In questo caso, invece, il titolo rappresenta la prima essenziale chiave di lettura di quello che più che un allestimento è un complesso intervento site-specific pensato proprio per lo spazio della galleria.

Nuvole arte, si è infatti imposta nel panorama artistico, non solo del territorio regionale, come un luogo aperto alla sperimentazione, come uno spazio vuoto che di volta in volta accoglie progetti e artisti diversi.

Il tema del vuoto, nel caso dell’intervento di Centenari, è stato pienamente usato, si potrebbe dire con un facile calembour. Filippo Centenari, infatti, non entra in Nuvole arte per occupare uno spazio, per riempirlo, ma per aprire le dimensioni della galleria, per invitare il pubblico ad attraversarle, alzando lo sguardo, per seguire traiettorie che vanno oltre la finitezza delle pareti dell’edificio.

Nel progetto dell’installazione, per esempio, l’artista utilizza due oggetti, la piuma e la bomba, ricordandoci come entrambi siano capaci di un movimento aereo, come entrambi possano attraversare lo spazio, se vogliamo cadono dal cielo, ma con pesi, moti ed effetti diversi.

In un’altra opera, un elastico viene tirato e allentato disegnando una geometria cartesiana mutevole che si affida alle mani che lo tendono. È come dire che senza un corpo che l’incarni e la utilizzi, ogni forma spaziale rimane una pura idea. Icasticamente, l’artista rappresenta il conflitto, che è alla radice del pensiero moderno, tra res extensa e res cogitans.

Perciò il cielo, il luogo mai abitato da corpi, rimane spazio ideale di immagini pure, nel quale la tradizione colloca un astratto paradiso, ricettacolo di anime senza il peso dell’esistenza.

E ancora, nella galleria un raggio laser taglia pavimento e parete disegnando con precisione millimetrica il profilo di un solido. In meteora, il raggio disegna un contorno, imponendo alla materia un confine liminare.

Non a caso anche la meteora è un frammento che cade, un corpo che non sta più fermo nell’etere ma precipita, attratto dalla consistenza della Terra.
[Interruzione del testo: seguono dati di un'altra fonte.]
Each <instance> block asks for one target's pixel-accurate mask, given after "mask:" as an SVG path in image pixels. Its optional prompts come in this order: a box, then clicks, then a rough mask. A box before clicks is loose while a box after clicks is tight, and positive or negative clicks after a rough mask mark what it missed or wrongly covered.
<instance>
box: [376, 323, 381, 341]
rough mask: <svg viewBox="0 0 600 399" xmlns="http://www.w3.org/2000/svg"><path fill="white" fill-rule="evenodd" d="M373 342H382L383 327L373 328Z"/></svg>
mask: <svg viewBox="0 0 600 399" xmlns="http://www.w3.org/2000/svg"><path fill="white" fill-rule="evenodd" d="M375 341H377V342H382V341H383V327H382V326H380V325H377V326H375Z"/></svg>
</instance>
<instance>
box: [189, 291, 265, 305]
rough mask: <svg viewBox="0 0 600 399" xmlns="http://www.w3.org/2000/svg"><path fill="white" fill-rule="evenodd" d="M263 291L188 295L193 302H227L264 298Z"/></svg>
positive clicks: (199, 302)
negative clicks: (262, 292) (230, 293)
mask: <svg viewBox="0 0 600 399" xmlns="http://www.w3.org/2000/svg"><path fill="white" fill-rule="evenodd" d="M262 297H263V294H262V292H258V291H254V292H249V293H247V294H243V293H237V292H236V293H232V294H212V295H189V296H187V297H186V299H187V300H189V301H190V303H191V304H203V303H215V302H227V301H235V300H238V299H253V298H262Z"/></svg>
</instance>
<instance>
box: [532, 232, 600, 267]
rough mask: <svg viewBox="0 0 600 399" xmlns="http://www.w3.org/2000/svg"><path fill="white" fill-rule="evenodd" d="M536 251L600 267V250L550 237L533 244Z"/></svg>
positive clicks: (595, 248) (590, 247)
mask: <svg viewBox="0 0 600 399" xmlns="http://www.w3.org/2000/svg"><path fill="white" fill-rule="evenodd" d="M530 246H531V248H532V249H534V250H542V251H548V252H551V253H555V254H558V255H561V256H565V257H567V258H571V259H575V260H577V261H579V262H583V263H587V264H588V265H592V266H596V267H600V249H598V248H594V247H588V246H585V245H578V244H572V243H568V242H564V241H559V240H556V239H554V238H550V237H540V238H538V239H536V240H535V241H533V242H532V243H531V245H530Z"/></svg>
Il laser, sublimazione della luce, diventa così metafora del tracciato di un’orbita che attraversa l’atmosfera, quella della galleria come quella del pianeta.
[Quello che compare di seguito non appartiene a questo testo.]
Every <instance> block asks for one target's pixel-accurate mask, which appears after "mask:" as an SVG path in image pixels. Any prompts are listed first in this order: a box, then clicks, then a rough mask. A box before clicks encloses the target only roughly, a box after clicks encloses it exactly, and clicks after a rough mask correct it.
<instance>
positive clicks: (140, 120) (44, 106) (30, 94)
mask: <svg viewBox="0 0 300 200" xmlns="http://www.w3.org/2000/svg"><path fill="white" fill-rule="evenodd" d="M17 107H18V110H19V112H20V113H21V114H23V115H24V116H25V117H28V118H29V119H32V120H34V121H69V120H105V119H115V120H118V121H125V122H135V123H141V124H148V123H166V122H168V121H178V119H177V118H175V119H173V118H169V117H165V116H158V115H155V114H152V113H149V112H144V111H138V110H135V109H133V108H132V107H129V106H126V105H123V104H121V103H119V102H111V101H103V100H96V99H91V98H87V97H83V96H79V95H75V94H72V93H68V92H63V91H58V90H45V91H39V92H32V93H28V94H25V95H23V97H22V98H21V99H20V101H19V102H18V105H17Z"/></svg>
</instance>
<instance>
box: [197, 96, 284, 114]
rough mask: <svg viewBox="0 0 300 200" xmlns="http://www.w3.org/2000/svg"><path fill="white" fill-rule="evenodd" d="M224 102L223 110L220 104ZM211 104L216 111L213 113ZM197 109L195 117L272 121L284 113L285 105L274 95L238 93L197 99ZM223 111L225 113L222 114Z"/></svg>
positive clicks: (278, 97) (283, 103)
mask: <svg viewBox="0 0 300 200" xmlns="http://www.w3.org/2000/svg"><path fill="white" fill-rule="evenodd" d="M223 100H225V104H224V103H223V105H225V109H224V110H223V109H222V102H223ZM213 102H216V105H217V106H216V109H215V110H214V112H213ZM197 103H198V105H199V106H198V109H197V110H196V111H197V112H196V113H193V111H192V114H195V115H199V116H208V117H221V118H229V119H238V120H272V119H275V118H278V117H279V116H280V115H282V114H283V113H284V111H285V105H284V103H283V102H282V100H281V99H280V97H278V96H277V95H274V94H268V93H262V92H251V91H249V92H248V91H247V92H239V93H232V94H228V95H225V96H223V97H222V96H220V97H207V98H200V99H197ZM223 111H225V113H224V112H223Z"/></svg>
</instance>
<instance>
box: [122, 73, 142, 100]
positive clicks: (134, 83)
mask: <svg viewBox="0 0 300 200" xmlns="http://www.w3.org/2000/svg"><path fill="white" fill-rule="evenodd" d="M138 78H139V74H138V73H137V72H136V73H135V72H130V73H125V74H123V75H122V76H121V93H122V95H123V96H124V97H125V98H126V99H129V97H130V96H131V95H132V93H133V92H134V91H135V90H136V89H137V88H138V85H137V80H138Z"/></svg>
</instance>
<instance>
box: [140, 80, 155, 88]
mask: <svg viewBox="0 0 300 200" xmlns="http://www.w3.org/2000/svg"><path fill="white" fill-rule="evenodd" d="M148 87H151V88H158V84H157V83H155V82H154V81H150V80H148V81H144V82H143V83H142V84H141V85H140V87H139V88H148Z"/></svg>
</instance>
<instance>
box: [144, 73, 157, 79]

Anche qui l’artista sperimenta lo scarto tra rappresentazione ideale, estrema asintoto, e la fisica dei gravi, tra concetto e massa. Nell’uso del colore, l’artista torna ancora alla dinamica dialettica tra le res, utilizzando, fin dagli accurati rendering, una palette fredda, raggelata, nella quale si apre come un lampo, l’immagine.

Un lampo, appunto, qualcosa ancora che solca il cielo in frattale luminoso, unendo alto e basso, corpo, energia e volume. C’è nel lavoro di Centenari e ben lo dimostra Del Cielo, ostaggio, una ricerca che conduce oltre l’arte stessa, per offrirci un’ipotesi speculativa, la suggestione di una nuova metafisica.